Hydrodynamic analysis of underwater bodies for efficient station keeping in shallow waters with surface waves

To determine the effect of body shape on the response of underwater vehicles to
surface waves in shallow water, the wave radiation hydrodynamic forces are evaluated
for a family of (i) prolate spheroidal hull forms and (ii) cylindrical bodies with
hemispherical nose and conical tail sections by systematically varying the geometric
parameters but keeping displacement constant. The added-mass and wave damping
coefficients are determined using a frequency-domain, simple-source based boundary
integral method. Results are obtained for a range of wave frequencies and depths of
vehicle submergence all for a fixed water depth of 10 m. With the wave exciting force
and moment determined using the Froude-Krylov theory, the response transfer functions
for heave and pitch are then determined. The heave and pitch response spectra in actual
littoral seas are then determined with the sea state modeled using TMA spectral relations.
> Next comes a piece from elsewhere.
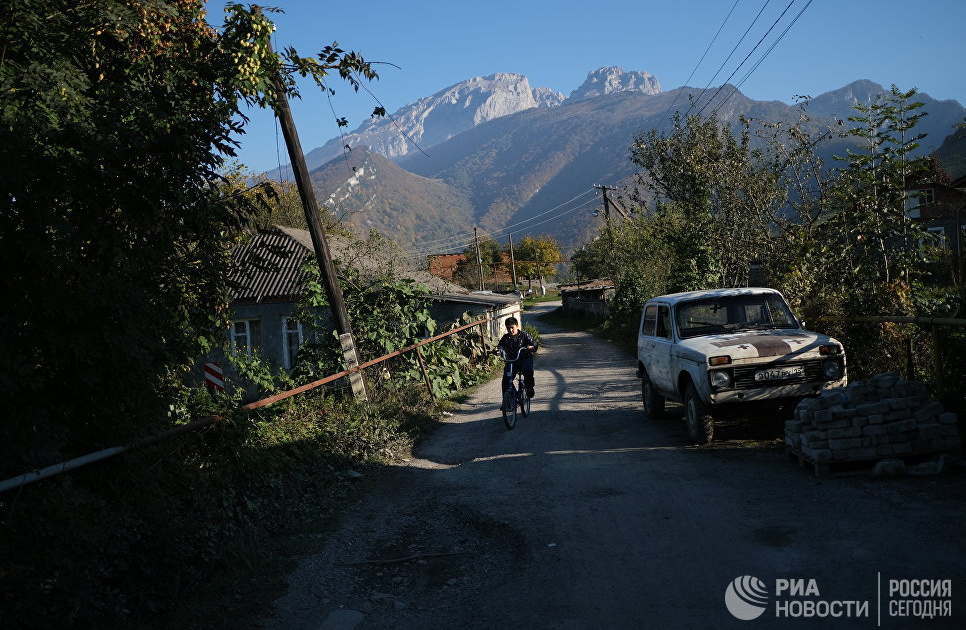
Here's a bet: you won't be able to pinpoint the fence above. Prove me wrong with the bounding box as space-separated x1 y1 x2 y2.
0 315 494 494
Results show that vehicle slenderness is a key factor affecting the hydrodynamic coefficients and response. The results show two characteristics that increase the radiation
hydrodynamic forces corresponding to heave and pitch motions: namely, vehicle length
and further-away from mid-vehicle location of the body shoulder. The opposite is true for
the oscillatory surge motion. By utilizing these observed characteristics, one can design
the lines for maximum radiation forces and consequently minimum hull response for the
critical modes of rigid-body motion in given waters and vehicle missions. In the studies
carried out in the thesis, a hull with a long parallel middle body with hemispherical nose
and conical tail sections has better heave and pitch response characteristics compared
prolate spheroid geometry of same volume. The methodology developed herein, which
is computationally efficient, can be used to determine optimal hull geometry for minimal
passive vehicle response in a given sea.